De Belafspraak
Hij gaat over. Ik tel en bij de zesde toon vind ik het mooi geweest en hang ik op. Tevreden zak ik onderuit op de bank. Beter! Mijn after work to do-list is gedaan. Ik zou bellen naar twee vriendinnen met wie ik al een week tevergeefs probeer te bellen en dat heb ik gedaan. Ze namen allebei niet op, maar dat maakt niks uit. Ik kan nu lekker chillen, ik ga NIKS meer doen, ik wurm me uit skinnyjeans en hoge hakken en ga voor jogging en slobber. Ik zet een serie op en reset mijn werkhoofd naar mijn ontspanhoofd. Na 10 minuten wordt er teruggebeld. Ja hállo! Nu komt het dus niet meer uit. Nu heb ik geen zin meer. Nu heb ik een serie. Nu is mijn avond begonnen. Nu wil ik niet meer praten. Nu wil ik zwijgen. Nu laat ik hem lekker overgaan. Nu demp ik gewoon het geluid. En daarmee mijn schuldgevoel.

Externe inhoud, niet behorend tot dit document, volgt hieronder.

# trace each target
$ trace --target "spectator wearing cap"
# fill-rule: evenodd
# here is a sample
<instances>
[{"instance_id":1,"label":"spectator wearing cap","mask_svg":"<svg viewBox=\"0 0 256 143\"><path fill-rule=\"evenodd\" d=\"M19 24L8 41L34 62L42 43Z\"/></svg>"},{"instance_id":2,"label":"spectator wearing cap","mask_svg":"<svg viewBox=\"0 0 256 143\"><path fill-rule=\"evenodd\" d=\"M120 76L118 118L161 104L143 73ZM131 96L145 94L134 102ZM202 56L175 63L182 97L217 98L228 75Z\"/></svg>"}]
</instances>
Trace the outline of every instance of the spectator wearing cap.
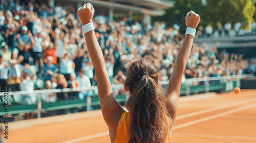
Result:
<instances>
[{"instance_id":1,"label":"spectator wearing cap","mask_svg":"<svg viewBox=\"0 0 256 143\"><path fill-rule=\"evenodd\" d=\"M239 31L240 30L241 23L239 21L237 21L234 25L234 31L236 31L236 36L238 35L238 33L239 33Z\"/></svg>"},{"instance_id":2,"label":"spectator wearing cap","mask_svg":"<svg viewBox=\"0 0 256 143\"><path fill-rule=\"evenodd\" d=\"M30 77L30 72L32 72L32 76ZM27 63L24 65L24 69L20 75L20 90L28 91L28 93L24 94L22 96L23 104L35 104L36 103L36 98L34 94L31 92L34 91L34 83L33 79L35 76L36 73L30 65ZM26 113L25 119L34 118L34 113Z\"/></svg>"},{"instance_id":3,"label":"spectator wearing cap","mask_svg":"<svg viewBox=\"0 0 256 143\"><path fill-rule=\"evenodd\" d=\"M224 25L225 35L226 36L229 37L229 30L231 27L232 26L229 22L227 22Z\"/></svg>"},{"instance_id":4,"label":"spectator wearing cap","mask_svg":"<svg viewBox=\"0 0 256 143\"><path fill-rule=\"evenodd\" d=\"M212 28L210 25L208 25L205 28L205 34L206 34L206 35L207 35L208 38L209 38L212 33Z\"/></svg>"},{"instance_id":5,"label":"spectator wearing cap","mask_svg":"<svg viewBox=\"0 0 256 143\"><path fill-rule=\"evenodd\" d=\"M105 55L104 58L105 59L105 64L106 68L106 72L110 79L111 84L113 82L113 75L114 75L114 65L115 64L115 57L113 55L113 49L110 49L109 52L108 49L104 50Z\"/></svg>"},{"instance_id":6,"label":"spectator wearing cap","mask_svg":"<svg viewBox=\"0 0 256 143\"><path fill-rule=\"evenodd\" d=\"M31 48L31 42L30 38L32 37L31 32L28 33L28 28L23 26L22 28L22 34L17 35L18 41L18 49L19 55L22 55L24 57L22 64L28 63L29 61L29 50Z\"/></svg>"},{"instance_id":7,"label":"spectator wearing cap","mask_svg":"<svg viewBox=\"0 0 256 143\"><path fill-rule=\"evenodd\" d=\"M56 65L52 63L53 58L51 56L46 58L47 63L42 67L42 79L45 81L51 80L52 76L56 70Z\"/></svg>"},{"instance_id":8,"label":"spectator wearing cap","mask_svg":"<svg viewBox=\"0 0 256 143\"><path fill-rule=\"evenodd\" d=\"M68 50L63 51L60 59L59 73L64 75L67 81L70 80L70 74L75 73L75 64L73 62L74 58Z\"/></svg>"},{"instance_id":9,"label":"spectator wearing cap","mask_svg":"<svg viewBox=\"0 0 256 143\"><path fill-rule=\"evenodd\" d=\"M3 56L3 58L4 58L4 60L8 61L11 59L12 53L8 51L8 45L6 44L6 42L2 42L1 43L1 45L3 47L3 52L2 52L2 55Z\"/></svg>"},{"instance_id":10,"label":"spectator wearing cap","mask_svg":"<svg viewBox=\"0 0 256 143\"><path fill-rule=\"evenodd\" d=\"M16 23L16 27L19 27L19 25L17 22L15 22L14 23ZM10 25L10 27L6 31L6 33L5 33L5 38L6 39L6 42L9 46L9 49L10 52L12 52L14 50L15 46L15 38L16 32L18 30L18 29L15 28L15 25L12 23Z\"/></svg>"},{"instance_id":11,"label":"spectator wearing cap","mask_svg":"<svg viewBox=\"0 0 256 143\"><path fill-rule=\"evenodd\" d=\"M35 34L34 37L31 37L31 43L32 46L33 57L34 58L34 64L37 67L38 62L41 69L44 64L42 41L43 38L41 35L41 28L38 28L37 32Z\"/></svg>"},{"instance_id":12,"label":"spectator wearing cap","mask_svg":"<svg viewBox=\"0 0 256 143\"><path fill-rule=\"evenodd\" d=\"M0 10L0 26L4 25L5 19L5 17L4 15L4 12L2 10Z\"/></svg>"},{"instance_id":13,"label":"spectator wearing cap","mask_svg":"<svg viewBox=\"0 0 256 143\"><path fill-rule=\"evenodd\" d=\"M76 88L79 87L79 83L76 81L76 74L72 73L70 76L70 80L68 81L68 88ZM78 92L74 91L68 93L69 99L78 99Z\"/></svg>"},{"instance_id":14,"label":"spectator wearing cap","mask_svg":"<svg viewBox=\"0 0 256 143\"><path fill-rule=\"evenodd\" d=\"M48 42L48 43L47 43ZM44 59L45 63L47 62L45 61L45 59L47 59L47 57L51 56L52 57L52 63L57 65L57 56L56 55L56 46L53 44L52 42L49 42L46 41L46 42L43 42L43 47L45 49L44 51Z\"/></svg>"},{"instance_id":15,"label":"spectator wearing cap","mask_svg":"<svg viewBox=\"0 0 256 143\"><path fill-rule=\"evenodd\" d=\"M5 86L7 85L8 67L8 63L5 61L3 56L0 55L0 92L4 92Z\"/></svg>"},{"instance_id":16,"label":"spectator wearing cap","mask_svg":"<svg viewBox=\"0 0 256 143\"><path fill-rule=\"evenodd\" d=\"M45 89L51 89L52 87L51 81L46 81L45 82ZM57 101L57 96L55 93L42 93L42 99L45 102L55 102Z\"/></svg>"},{"instance_id":17,"label":"spectator wearing cap","mask_svg":"<svg viewBox=\"0 0 256 143\"><path fill-rule=\"evenodd\" d=\"M10 69L8 75L8 84L10 85L12 91L19 90L22 68L20 63L23 61L23 56L19 56L17 59L16 53L12 52L11 59L9 61Z\"/></svg>"},{"instance_id":18,"label":"spectator wearing cap","mask_svg":"<svg viewBox=\"0 0 256 143\"><path fill-rule=\"evenodd\" d=\"M86 62L83 65L83 70L84 70L84 75L88 77L92 83L92 80L93 78L93 65L90 62L89 59L87 59Z\"/></svg>"},{"instance_id":19,"label":"spectator wearing cap","mask_svg":"<svg viewBox=\"0 0 256 143\"><path fill-rule=\"evenodd\" d=\"M78 73L79 76L76 78L76 81L78 82L79 87L91 87L91 82L88 77L84 75L84 70L82 68L81 68ZM90 91L82 90L78 94L79 98L80 100L84 99L90 94Z\"/></svg>"}]
</instances>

Het is een fenomeen in het leven van een dertiger, ‘De Belafspraak’. Ergens tussen het moment dat we elkaars haren omhoog hielden in de kroegplee tijdens het kotsen en het moment dat we op vrijdag verlangen naar ons bed in plaats van een tequila is het ontstaan. We zijn te druk geworden met gezinnen en echte banen om voor elke scheet huilend of gierend in elkaars armen te vallen in onze stamkroeg en dus moeten we bellen. Ik snap het best. Ik hoor mezelf vaak zat belafspraken voorstellen die heel luchtig klinken (‘mop ik bel je vanavond lekker uitgebreid’) maar wat ’s ochtends of ’s middags als gezellig en broodnodig gekeuvel in de oren klinkt is ’s avonds werkelijk het allerlaatste waar ik zin in heb. Ik kom er nu dus maar eerlijk voor uit: ik poep op de belafspraak. Het is een nagel aan m’n doodskist en een doorn in mijn seriekijkende oog.
Ik betrap mezelf en regelmatig op dat ik heel graag wil dat ik en mijn vriendinnen ‘als vanouds’ iets gaan doen. Het ‘iets’ in deze kan van alles zijn. Samen shoppen en 4378 kledingstukken passen, tot 06.00 doorhalen in de kroeg en dan bij Ali Baba van om de hoek een broodje hamburger wegkanen, alleen maar pastasalades eten en geen enkele culinaire verplichting voelen naar elkaar. Maar dus ook: als vanouds uuuuuuuren doorbrengen aan telefoon, keukentafel of bar met het analyseren van de hobbels des levens. Waar ‘als vanouds’ op papier leuk, nostalgisch, lekker jong en onbezonnen klinkt, is het in de praktijk een enorm vermoeiende aangelegenheid. We zijn gewoon uitgekeken op de pastasalades want blijken ook heel goed in biologisch quiches en pompoensoepen. We werken over, houden veel meer van slapen, we doen aan hardlopen en gaan zaterdagochtend naar de markt in plaats van tot 15.00 in ons nest te hangen.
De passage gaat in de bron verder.